Il resta longuement dans sa voiture avant de descendre. La lumière extérieure s’alluma de nouveau grâce aux détecteurs de mouvement et de présence qui entouraient toute la maison. Lorsque la maison avait été construite, il s’était assuré de faire installer un système de sécurité à la pointe de la technologie. Il ne voulait plus avoir des surprises ou plutôt des visions d’horreur en rentrant chez lui. Il avait demandé à un ami, ancien militaire reconvertit dans la création de systèmes de sécurité. Et il avait fait un travail remarquable.
Il déverrouilla la porte avant de poser sa main sur le scan pour l’empreinte de sa main afin de désactiver l’alarme. Puis quand il pénétra à l’intérieur, les lumières s’allumèrent sur son passage.
Il accrocha les clés et laissa son regard errer sur l’immense salon/salle à manger qui était ouvert sur la grande cuisine. Il avait souhaité cette grande pièce pour les réunions avec les anciens. Il ne souhaitait pas aller dans la salle des fêtes quand les sujets traitaient uniquement de la meute.
Oran se dirigea dans la cuisine et sortit une bouteille de bière avant de la décapsuler et d’en boire une longue gorgée. Puis il se rendit vers l’immense baie vitrée et laissa son regard errer sur l’obscurité. La même qui dix ans plus tôt avait vu sa vie basculer dans le néant.
— Je te promets de le protéger, mon amour. Je ferais en sorte qu’il ne lui arrive rien.
Et pour la première fois en dix ans, son cœur et celui de son loup se mirent à battre à l’unisson dans sa poitrine. Suivi de près pas l’écho de deux autres cœurs dont l’un lui était familier pour l’avoir si longtemps entendu contre lui.

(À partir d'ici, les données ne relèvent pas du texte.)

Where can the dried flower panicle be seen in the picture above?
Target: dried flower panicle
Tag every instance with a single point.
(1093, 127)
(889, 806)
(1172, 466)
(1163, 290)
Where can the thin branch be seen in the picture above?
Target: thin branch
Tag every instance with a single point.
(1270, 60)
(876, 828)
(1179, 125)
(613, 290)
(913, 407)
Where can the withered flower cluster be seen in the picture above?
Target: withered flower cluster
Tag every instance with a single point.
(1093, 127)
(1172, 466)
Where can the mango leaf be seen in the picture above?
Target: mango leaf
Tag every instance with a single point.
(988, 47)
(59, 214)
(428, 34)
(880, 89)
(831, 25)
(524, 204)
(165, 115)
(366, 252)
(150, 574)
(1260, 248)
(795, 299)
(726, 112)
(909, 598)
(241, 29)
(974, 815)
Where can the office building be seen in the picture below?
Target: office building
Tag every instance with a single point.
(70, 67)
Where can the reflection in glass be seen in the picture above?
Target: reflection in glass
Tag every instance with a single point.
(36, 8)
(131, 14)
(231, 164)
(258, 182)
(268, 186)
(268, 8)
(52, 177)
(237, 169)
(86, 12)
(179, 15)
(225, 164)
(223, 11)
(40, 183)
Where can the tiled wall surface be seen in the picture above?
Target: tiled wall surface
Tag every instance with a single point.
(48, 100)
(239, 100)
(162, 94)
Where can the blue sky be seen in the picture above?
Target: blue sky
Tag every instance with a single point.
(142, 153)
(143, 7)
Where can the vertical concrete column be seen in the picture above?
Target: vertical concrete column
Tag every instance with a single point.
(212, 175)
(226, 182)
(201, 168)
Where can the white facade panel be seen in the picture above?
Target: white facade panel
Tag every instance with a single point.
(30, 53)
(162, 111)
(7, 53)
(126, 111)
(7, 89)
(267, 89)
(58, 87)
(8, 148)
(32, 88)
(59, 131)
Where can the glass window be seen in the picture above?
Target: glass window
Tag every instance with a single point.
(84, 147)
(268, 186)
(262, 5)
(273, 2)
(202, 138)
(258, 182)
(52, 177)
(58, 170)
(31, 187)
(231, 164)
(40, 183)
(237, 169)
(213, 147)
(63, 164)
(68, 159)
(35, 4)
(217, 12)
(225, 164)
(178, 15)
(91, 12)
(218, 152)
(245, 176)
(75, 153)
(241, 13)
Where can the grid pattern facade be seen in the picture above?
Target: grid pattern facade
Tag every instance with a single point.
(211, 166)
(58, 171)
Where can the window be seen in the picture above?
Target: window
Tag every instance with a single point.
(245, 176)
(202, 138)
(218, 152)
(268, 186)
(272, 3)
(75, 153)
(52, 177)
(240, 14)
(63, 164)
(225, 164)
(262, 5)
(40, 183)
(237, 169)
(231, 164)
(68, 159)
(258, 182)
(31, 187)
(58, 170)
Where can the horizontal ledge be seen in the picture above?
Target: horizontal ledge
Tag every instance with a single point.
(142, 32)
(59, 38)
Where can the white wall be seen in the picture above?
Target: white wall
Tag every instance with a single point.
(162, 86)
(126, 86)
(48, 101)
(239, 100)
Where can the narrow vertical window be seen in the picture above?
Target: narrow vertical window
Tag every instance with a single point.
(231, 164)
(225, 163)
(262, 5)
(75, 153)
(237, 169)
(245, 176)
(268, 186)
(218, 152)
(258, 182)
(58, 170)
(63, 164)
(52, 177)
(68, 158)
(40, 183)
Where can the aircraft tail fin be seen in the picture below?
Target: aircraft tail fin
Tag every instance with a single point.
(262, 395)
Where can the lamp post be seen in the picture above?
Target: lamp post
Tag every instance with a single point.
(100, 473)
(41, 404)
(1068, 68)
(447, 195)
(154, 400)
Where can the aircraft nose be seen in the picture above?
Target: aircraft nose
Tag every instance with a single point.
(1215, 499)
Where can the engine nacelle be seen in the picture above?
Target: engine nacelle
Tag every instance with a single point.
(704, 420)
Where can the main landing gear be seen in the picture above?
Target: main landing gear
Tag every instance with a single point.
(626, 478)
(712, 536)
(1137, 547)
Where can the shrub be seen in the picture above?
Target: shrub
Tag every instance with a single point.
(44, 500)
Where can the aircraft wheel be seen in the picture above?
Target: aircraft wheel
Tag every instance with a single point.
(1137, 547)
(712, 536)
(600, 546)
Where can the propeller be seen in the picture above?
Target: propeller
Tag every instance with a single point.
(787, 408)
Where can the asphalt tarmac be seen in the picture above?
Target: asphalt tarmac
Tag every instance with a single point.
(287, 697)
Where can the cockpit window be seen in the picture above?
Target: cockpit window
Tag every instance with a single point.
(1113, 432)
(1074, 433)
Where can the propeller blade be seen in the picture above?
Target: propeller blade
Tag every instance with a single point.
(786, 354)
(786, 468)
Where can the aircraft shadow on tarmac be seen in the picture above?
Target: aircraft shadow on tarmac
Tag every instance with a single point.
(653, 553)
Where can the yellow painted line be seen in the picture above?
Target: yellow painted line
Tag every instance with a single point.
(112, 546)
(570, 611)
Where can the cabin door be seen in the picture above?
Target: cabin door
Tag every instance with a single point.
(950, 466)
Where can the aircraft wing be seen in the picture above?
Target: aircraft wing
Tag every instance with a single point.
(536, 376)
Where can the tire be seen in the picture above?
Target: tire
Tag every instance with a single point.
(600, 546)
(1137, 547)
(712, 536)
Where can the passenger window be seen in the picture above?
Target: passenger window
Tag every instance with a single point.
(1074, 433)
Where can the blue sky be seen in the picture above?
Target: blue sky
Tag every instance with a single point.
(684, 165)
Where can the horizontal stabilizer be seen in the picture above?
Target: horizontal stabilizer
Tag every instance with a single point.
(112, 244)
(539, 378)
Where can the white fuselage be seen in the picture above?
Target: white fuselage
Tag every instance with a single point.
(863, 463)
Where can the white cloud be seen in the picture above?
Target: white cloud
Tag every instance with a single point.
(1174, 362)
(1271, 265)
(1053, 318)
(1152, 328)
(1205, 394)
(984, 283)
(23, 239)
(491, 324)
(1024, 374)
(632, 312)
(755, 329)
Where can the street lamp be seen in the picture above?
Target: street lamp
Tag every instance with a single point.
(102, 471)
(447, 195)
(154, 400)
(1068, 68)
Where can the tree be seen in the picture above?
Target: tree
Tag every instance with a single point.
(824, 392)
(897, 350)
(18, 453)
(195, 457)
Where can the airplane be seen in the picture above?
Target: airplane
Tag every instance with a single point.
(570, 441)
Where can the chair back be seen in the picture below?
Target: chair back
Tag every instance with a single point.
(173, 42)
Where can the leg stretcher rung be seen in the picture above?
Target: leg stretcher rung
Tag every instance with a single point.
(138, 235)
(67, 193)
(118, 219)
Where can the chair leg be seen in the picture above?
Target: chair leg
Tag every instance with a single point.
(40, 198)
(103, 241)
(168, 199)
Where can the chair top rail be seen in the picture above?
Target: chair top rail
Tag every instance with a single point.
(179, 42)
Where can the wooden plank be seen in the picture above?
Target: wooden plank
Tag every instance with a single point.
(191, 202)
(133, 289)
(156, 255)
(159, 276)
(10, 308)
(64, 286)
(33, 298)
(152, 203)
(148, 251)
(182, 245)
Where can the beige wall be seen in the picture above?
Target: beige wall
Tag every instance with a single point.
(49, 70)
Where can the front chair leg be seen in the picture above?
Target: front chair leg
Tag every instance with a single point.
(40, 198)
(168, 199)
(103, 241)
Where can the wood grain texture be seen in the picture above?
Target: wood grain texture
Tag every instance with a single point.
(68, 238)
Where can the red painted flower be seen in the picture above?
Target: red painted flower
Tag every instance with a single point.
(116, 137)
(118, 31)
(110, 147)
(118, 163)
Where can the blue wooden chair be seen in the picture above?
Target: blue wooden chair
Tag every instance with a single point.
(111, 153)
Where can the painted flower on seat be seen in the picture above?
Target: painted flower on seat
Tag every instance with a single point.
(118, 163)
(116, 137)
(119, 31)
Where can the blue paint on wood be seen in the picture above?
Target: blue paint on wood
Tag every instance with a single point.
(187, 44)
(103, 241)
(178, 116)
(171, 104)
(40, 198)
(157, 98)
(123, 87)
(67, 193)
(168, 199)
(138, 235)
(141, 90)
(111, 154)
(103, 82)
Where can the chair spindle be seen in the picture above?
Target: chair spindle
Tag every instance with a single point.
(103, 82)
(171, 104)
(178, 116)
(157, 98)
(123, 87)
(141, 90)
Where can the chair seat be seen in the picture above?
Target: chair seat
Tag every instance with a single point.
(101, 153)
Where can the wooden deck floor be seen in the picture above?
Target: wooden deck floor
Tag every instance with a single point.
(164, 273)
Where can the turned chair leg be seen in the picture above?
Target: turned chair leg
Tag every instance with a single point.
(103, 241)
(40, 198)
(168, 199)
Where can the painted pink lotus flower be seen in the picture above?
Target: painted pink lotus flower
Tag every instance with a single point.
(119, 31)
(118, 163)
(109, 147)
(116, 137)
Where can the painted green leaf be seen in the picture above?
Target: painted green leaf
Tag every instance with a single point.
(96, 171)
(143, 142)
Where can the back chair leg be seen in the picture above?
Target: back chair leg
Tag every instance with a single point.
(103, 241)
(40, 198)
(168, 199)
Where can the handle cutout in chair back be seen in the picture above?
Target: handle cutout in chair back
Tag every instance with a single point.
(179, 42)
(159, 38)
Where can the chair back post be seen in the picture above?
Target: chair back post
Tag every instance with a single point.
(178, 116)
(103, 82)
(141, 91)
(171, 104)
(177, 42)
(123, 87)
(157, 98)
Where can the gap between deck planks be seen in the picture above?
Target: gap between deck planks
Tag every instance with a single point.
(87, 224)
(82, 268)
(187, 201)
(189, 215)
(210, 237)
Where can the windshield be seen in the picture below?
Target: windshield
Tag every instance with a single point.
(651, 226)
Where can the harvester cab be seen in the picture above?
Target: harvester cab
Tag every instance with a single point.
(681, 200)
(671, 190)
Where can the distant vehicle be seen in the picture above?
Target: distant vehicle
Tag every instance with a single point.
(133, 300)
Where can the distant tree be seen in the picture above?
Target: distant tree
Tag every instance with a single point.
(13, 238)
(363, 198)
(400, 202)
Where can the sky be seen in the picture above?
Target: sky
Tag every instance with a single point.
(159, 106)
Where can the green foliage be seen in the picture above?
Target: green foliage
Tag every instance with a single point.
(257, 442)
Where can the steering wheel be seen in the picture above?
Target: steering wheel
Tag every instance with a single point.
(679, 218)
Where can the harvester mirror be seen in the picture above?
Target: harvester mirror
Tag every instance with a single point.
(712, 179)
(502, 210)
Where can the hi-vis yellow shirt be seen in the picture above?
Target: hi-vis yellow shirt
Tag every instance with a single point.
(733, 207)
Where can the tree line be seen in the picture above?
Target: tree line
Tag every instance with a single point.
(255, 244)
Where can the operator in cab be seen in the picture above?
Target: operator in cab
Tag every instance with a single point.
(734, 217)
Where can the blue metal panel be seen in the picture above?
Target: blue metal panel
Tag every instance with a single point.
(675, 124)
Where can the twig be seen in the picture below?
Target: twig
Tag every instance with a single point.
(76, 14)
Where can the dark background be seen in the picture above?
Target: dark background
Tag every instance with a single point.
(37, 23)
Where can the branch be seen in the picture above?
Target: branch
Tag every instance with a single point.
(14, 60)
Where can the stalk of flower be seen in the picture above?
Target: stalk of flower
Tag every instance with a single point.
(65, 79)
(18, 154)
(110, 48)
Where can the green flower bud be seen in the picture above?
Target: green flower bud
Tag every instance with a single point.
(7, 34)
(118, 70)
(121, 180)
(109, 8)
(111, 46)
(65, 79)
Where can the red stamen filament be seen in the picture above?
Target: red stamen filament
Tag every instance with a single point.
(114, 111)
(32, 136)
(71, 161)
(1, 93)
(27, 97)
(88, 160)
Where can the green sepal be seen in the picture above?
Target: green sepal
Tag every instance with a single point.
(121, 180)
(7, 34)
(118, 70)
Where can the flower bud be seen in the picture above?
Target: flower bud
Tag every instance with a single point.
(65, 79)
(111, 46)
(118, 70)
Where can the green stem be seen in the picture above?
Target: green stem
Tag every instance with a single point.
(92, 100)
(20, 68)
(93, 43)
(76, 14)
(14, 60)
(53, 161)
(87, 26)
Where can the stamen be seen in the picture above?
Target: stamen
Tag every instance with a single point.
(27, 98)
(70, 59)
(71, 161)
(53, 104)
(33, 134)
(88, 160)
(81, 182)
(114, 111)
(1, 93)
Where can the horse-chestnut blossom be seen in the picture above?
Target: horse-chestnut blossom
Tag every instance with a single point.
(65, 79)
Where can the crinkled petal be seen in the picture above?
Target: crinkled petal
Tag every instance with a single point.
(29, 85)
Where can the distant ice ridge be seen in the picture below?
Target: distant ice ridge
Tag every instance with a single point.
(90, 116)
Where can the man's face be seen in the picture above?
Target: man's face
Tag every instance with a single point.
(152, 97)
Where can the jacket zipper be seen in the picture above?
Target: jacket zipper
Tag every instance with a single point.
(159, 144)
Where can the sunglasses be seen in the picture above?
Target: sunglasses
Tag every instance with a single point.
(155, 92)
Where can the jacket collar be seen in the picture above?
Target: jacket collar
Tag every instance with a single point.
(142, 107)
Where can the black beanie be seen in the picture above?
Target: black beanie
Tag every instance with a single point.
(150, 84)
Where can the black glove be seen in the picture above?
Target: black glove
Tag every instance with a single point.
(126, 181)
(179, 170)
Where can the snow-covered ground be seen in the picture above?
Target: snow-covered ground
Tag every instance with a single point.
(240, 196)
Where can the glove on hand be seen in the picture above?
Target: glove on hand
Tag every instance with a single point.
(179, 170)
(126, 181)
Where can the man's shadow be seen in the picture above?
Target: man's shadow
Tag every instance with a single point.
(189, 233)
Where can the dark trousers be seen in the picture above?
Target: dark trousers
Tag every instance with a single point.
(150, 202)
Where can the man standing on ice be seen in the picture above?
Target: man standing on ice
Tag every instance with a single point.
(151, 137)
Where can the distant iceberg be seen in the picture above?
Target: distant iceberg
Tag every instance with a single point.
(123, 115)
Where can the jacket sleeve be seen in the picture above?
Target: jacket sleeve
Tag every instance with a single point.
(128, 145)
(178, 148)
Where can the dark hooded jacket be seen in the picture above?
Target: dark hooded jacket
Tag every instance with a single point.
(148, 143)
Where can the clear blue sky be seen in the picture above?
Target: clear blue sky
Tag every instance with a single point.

— Merci de croire en moi, Irvin.
Toujours, crut-il entendre résonner dans sa tête.
Et il espérait au fond de son cœur, de son corps et de son âme qu’il ne foirerait pas comme la dernière fois.
Car il n’était pas sûr d’y survivre.
Et pourtant.
Il devait reconnaître qu’il ne pouvait pas ignorer la rencontre de cette nuit et encore moins le courant électrique qui était passé entre Sheridan et lui. Lorsqu’il avait vu la lumière de la moto cette nuit, alpha ou pas, il avait été tellement surpris qu’il s’était figé en plein milieu de la route. C’était très rare que quelqu’un vienne s’aventurer sur cette route. Plus personne ne le faisait depuis le drame qui avait frappé la communauté dix ans plus tôt. Mais ce qui l’avait le plus surpris avait été de découvrir le jeune oméga qui chevauchait la puissante moto. Il avait su qu’il en était un quand leur regard s’était croisé et surtout par la beauté qu’il était. Non pas que les autres loups-garous étaient moches, mais les omégas étaient d’une beauté presque irréelle. Et il devait reconnaître qu’il l’était et sur tous les plans.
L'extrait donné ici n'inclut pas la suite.